SECOND-LEVEL schools are set to give parents an annual report based on the school’s own assessment of teaching and learning in the school.

Minister for Education Ruairí Quinn said the new school self-evaluations would place the school principal “at the centre of developing a culture of quality, improvement and accountability in their schools”.

Addressing the annual conference of the National Association of Principals and Deputy Principals (NAPD) in Galway, Mr Quinn explained how the new system would complement the work of Department of Education inspectors in school evaluations.

The new school self-evaluations would, he said, “give schools and school leaders more autonomy in setting the agenda for school improvement. Providing a clear framework in which school leaders and their staffs can focus on ‘making learning better’ is the key objective of school self-evaluation . . .

“You are being empowered, as school leaders, to manage the teaching and learning in your schools and to focus, with your teachers, on educational improvement in your schools.”

Mr Quinn also announced that new rules for school admission, designed to ensure greater transparency in the allocation of places, will be introduced next year. He said legislation allowing for a new regulatory framework for enrolments would be published in 2013.

This should improve openness, consistency and equity in enrolment processes.

The new rules are likely to be controversial. They could, for example, force schools to abandon admissions policies that favour the siblings of current or past pupils.

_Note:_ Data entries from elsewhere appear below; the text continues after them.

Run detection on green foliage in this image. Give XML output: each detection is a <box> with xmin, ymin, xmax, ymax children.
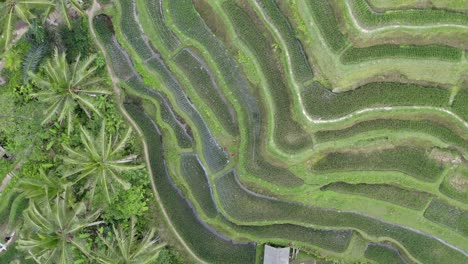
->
<box><xmin>63</xmin><ymin>123</ymin><xmax>144</xmax><ymax>204</ymax></box>
<box><xmin>365</xmin><ymin>243</ymin><xmax>407</xmax><ymax>264</ymax></box>
<box><xmin>180</xmin><ymin>155</ymin><xmax>218</xmax><ymax>217</ymax></box>
<box><xmin>312</xmin><ymin>147</ymin><xmax>444</xmax><ymax>182</ymax></box>
<box><xmin>173</xmin><ymin>49</ymin><xmax>238</xmax><ymax>135</ymax></box>
<box><xmin>307</xmin><ymin>0</ymin><xmax>348</xmax><ymax>52</ymax></box>
<box><xmin>102</xmin><ymin>186</ymin><xmax>148</xmax><ymax>223</ymax></box>
<box><xmin>349</xmin><ymin>0</ymin><xmax>468</xmax><ymax>27</ymax></box>
<box><xmin>60</xmin><ymin>17</ymin><xmax>96</xmax><ymax>63</ymax></box>
<box><xmin>223</xmin><ymin>1</ymin><xmax>312</xmax><ymax>152</ymax></box>
<box><xmin>0</xmin><ymin>0</ymin><xmax>52</xmax><ymax>50</ymax></box>
<box><xmin>17</xmin><ymin>192</ymin><xmax>100</xmax><ymax>263</ymax></box>
<box><xmin>315</xmin><ymin>119</ymin><xmax>468</xmax><ymax>149</ymax></box>
<box><xmin>29</xmin><ymin>49</ymin><xmax>110</xmax><ymax>134</ymax></box>
<box><xmin>125</xmin><ymin>104</ymin><xmax>255</xmax><ymax>263</ymax></box>
<box><xmin>340</xmin><ymin>44</ymin><xmax>462</xmax><ymax>64</ymax></box>
<box><xmin>320</xmin><ymin>182</ymin><xmax>431</xmax><ymax>210</ymax></box>
<box><xmin>301</xmin><ymin>82</ymin><xmax>456</xmax><ymax>119</ymax></box>
<box><xmin>216</xmin><ymin>172</ymin><xmax>466</xmax><ymax>263</ymax></box>
<box><xmin>22</xmin><ymin>44</ymin><xmax>47</xmax><ymax>84</ymax></box>
<box><xmin>155</xmin><ymin>248</ymin><xmax>184</xmax><ymax>264</ymax></box>
<box><xmin>424</xmin><ymin>199</ymin><xmax>468</xmax><ymax>236</ymax></box>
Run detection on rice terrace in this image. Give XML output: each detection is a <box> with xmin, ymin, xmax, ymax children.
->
<box><xmin>0</xmin><ymin>0</ymin><xmax>468</xmax><ymax>264</ymax></box>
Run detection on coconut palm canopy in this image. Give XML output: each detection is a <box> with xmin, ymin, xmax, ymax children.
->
<box><xmin>17</xmin><ymin>193</ymin><xmax>102</xmax><ymax>263</ymax></box>
<box><xmin>30</xmin><ymin>50</ymin><xmax>111</xmax><ymax>133</ymax></box>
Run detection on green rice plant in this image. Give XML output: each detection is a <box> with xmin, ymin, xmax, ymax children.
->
<box><xmin>172</xmin><ymin>48</ymin><xmax>239</xmax><ymax>135</ymax></box>
<box><xmin>320</xmin><ymin>182</ymin><xmax>432</xmax><ymax>210</ymax></box>
<box><xmin>301</xmin><ymin>82</ymin><xmax>452</xmax><ymax>119</ymax></box>
<box><xmin>439</xmin><ymin>166</ymin><xmax>468</xmax><ymax>203</ymax></box>
<box><xmin>261</xmin><ymin>0</ymin><xmax>314</xmax><ymax>83</ymax></box>
<box><xmin>307</xmin><ymin>0</ymin><xmax>348</xmax><ymax>53</ymax></box>
<box><xmin>340</xmin><ymin>44</ymin><xmax>462</xmax><ymax>64</ymax></box>
<box><xmin>450</xmin><ymin>89</ymin><xmax>468</xmax><ymax>120</ymax></box>
<box><xmin>424</xmin><ymin>199</ymin><xmax>468</xmax><ymax>236</ymax></box>
<box><xmin>94</xmin><ymin>15</ymin><xmax>228</xmax><ymax>171</ymax></box>
<box><xmin>364</xmin><ymin>243</ymin><xmax>407</xmax><ymax>264</ymax></box>
<box><xmin>21</xmin><ymin>44</ymin><xmax>47</xmax><ymax>84</ymax></box>
<box><xmin>311</xmin><ymin>146</ymin><xmax>444</xmax><ymax>182</ymax></box>
<box><xmin>93</xmin><ymin>15</ymin><xmax>135</xmax><ymax>80</ymax></box>
<box><xmin>216</xmin><ymin>171</ymin><xmax>468</xmax><ymax>263</ymax></box>
<box><xmin>180</xmin><ymin>154</ymin><xmax>218</xmax><ymax>218</ymax></box>
<box><xmin>189</xmin><ymin>1</ymin><xmax>303</xmax><ymax>187</ymax></box>
<box><xmin>141</xmin><ymin>0</ymin><xmax>180</xmax><ymax>51</ymax></box>
<box><xmin>315</xmin><ymin>119</ymin><xmax>468</xmax><ymax>150</ymax></box>
<box><xmin>223</xmin><ymin>220</ymin><xmax>353</xmax><ymax>252</ymax></box>
<box><xmin>223</xmin><ymin>1</ymin><xmax>312</xmax><ymax>153</ymax></box>
<box><xmin>143</xmin><ymin>98</ymin><xmax>193</xmax><ymax>148</ymax></box>
<box><xmin>352</xmin><ymin>0</ymin><xmax>468</xmax><ymax>27</ymax></box>
<box><xmin>124</xmin><ymin>104</ymin><xmax>255</xmax><ymax>264</ymax></box>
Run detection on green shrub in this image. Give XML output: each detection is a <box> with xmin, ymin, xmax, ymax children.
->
<box><xmin>173</xmin><ymin>48</ymin><xmax>239</xmax><ymax>135</ymax></box>
<box><xmin>60</xmin><ymin>17</ymin><xmax>96</xmax><ymax>63</ymax></box>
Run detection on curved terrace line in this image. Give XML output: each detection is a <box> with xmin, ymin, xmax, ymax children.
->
<box><xmin>302</xmin><ymin>106</ymin><xmax>468</xmax><ymax>128</ymax></box>
<box><xmin>344</xmin><ymin>0</ymin><xmax>468</xmax><ymax>34</ymax></box>
<box><xmin>241</xmin><ymin>0</ymin><xmax>468</xmax><ymax>151</ymax></box>
<box><xmin>223</xmin><ymin>170</ymin><xmax>468</xmax><ymax>257</ymax></box>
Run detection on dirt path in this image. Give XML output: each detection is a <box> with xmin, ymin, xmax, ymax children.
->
<box><xmin>87</xmin><ymin>0</ymin><xmax>206</xmax><ymax>263</ymax></box>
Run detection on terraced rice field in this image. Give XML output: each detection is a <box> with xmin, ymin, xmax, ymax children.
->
<box><xmin>92</xmin><ymin>0</ymin><xmax>468</xmax><ymax>263</ymax></box>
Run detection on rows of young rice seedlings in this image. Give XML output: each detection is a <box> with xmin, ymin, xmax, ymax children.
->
<box><xmin>307</xmin><ymin>0</ymin><xmax>348</xmax><ymax>53</ymax></box>
<box><xmin>302</xmin><ymin>82</ymin><xmax>452</xmax><ymax>119</ymax></box>
<box><xmin>172</xmin><ymin>48</ymin><xmax>239</xmax><ymax>135</ymax></box>
<box><xmin>124</xmin><ymin>104</ymin><xmax>255</xmax><ymax>263</ymax></box>
<box><xmin>350</xmin><ymin>0</ymin><xmax>468</xmax><ymax>28</ymax></box>
<box><xmin>315</xmin><ymin>119</ymin><xmax>468</xmax><ymax>150</ymax></box>
<box><xmin>368</xmin><ymin>0</ymin><xmax>468</xmax><ymax>12</ymax></box>
<box><xmin>340</xmin><ymin>44</ymin><xmax>462</xmax><ymax>64</ymax></box>
<box><xmin>320</xmin><ymin>182</ymin><xmax>432</xmax><ymax>210</ymax></box>
<box><xmin>307</xmin><ymin>1</ymin><xmax>462</xmax><ymax>70</ymax></box>
<box><xmin>424</xmin><ymin>199</ymin><xmax>468</xmax><ymax>236</ymax></box>
<box><xmin>261</xmin><ymin>0</ymin><xmax>314</xmax><ymax>84</ymax></box>
<box><xmin>216</xmin><ymin>172</ymin><xmax>468</xmax><ymax>263</ymax></box>
<box><xmin>92</xmin><ymin>10</ymin><xmax>193</xmax><ymax>151</ymax></box>
<box><xmin>364</xmin><ymin>243</ymin><xmax>408</xmax><ymax>264</ymax></box>
<box><xmin>140</xmin><ymin>98</ymin><xmax>194</xmax><ymax>148</ymax></box>
<box><xmin>439</xmin><ymin>166</ymin><xmax>468</xmax><ymax>203</ymax></box>
<box><xmin>311</xmin><ymin>146</ymin><xmax>444</xmax><ymax>182</ymax></box>
<box><xmin>113</xmin><ymin>0</ymin><xmax>228</xmax><ymax>171</ymax></box>
<box><xmin>223</xmin><ymin>220</ymin><xmax>353</xmax><ymax>253</ymax></box>
<box><xmin>180</xmin><ymin>154</ymin><xmax>218</xmax><ymax>218</ymax></box>
<box><xmin>223</xmin><ymin>1</ymin><xmax>312</xmax><ymax>153</ymax></box>
<box><xmin>119</xmin><ymin>0</ymin><xmax>154</xmax><ymax>60</ymax></box>
<box><xmin>143</xmin><ymin>0</ymin><xmax>180</xmax><ymax>51</ymax></box>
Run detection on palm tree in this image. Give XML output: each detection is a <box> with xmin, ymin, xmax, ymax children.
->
<box><xmin>0</xmin><ymin>0</ymin><xmax>53</xmax><ymax>50</ymax></box>
<box><xmin>48</xmin><ymin>0</ymin><xmax>84</xmax><ymax>29</ymax></box>
<box><xmin>94</xmin><ymin>217</ymin><xmax>166</xmax><ymax>264</ymax></box>
<box><xmin>63</xmin><ymin>122</ymin><xmax>144</xmax><ymax>203</ymax></box>
<box><xmin>17</xmin><ymin>192</ymin><xmax>102</xmax><ymax>263</ymax></box>
<box><xmin>29</xmin><ymin>50</ymin><xmax>110</xmax><ymax>133</ymax></box>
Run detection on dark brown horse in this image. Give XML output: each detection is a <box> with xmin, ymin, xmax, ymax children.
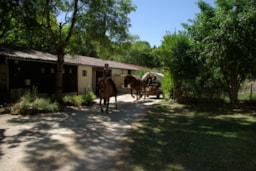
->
<box><xmin>124</xmin><ymin>75</ymin><xmax>145</xmax><ymax>100</ymax></box>
<box><xmin>97</xmin><ymin>78</ymin><xmax>117</xmax><ymax>113</ymax></box>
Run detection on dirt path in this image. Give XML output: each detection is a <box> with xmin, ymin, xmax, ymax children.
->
<box><xmin>0</xmin><ymin>94</ymin><xmax>158</xmax><ymax>171</ymax></box>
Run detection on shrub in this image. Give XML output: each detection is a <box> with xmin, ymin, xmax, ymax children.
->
<box><xmin>162</xmin><ymin>71</ymin><xmax>173</xmax><ymax>99</ymax></box>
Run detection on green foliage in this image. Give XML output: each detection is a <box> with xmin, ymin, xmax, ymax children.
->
<box><xmin>161</xmin><ymin>71</ymin><xmax>174</xmax><ymax>99</ymax></box>
<box><xmin>184</xmin><ymin>0</ymin><xmax>256</xmax><ymax>105</ymax></box>
<box><xmin>63</xmin><ymin>92</ymin><xmax>96</xmax><ymax>106</ymax></box>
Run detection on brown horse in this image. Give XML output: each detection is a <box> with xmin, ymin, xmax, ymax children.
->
<box><xmin>124</xmin><ymin>75</ymin><xmax>145</xmax><ymax>100</ymax></box>
<box><xmin>97</xmin><ymin>78</ymin><xmax>117</xmax><ymax>113</ymax></box>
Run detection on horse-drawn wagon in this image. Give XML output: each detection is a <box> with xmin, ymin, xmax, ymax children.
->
<box><xmin>142</xmin><ymin>72</ymin><xmax>164</xmax><ymax>98</ymax></box>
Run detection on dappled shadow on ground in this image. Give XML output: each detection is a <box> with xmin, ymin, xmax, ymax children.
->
<box><xmin>117</xmin><ymin>105</ymin><xmax>256</xmax><ymax>171</ymax></box>
<box><xmin>0</xmin><ymin>129</ymin><xmax>5</xmax><ymax>159</ymax></box>
<box><xmin>0</xmin><ymin>97</ymin><xmax>155</xmax><ymax>171</ymax></box>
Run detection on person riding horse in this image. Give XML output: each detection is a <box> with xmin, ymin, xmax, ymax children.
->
<box><xmin>102</xmin><ymin>64</ymin><xmax>117</xmax><ymax>94</ymax></box>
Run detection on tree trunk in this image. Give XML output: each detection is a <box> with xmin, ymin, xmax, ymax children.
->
<box><xmin>56</xmin><ymin>54</ymin><xmax>64</xmax><ymax>103</ymax></box>
<box><xmin>229</xmin><ymin>75</ymin><xmax>240</xmax><ymax>107</ymax></box>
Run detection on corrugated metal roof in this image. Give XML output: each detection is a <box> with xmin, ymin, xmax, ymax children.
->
<box><xmin>0</xmin><ymin>46</ymin><xmax>144</xmax><ymax>70</ymax></box>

In 2006, a Department of Education audit found some schools were using restrictive admissions policies to exclude certain categories of students, including Travellers, those with special needs, children of immigrants and low academic achievers.

Mr Quinn told the conference there would be a rise of more than 20,000 pupils in the post-primary sector over the next five years.

The Minister also announced the establishment of a new group in his department that will oversee changes in the transition by students from Leaving Cert to higher education.

The new transitions reform steering group – chaired by secretary general of the Department of Education Seán Ó Foghlú – also includes representatives from the third-level colleges.

On the new Junior Cert, he said he was heartened by the support of the NAPD and many other organisations for the proposed changes.

The new exam, he said, offered exciting new possibilities to schools to plan learning programmes that were varied and interesting for students and met their learning needs.

It would give students more opportunities to engage actively in their learning and to use their creative energies, the Minister told the conference.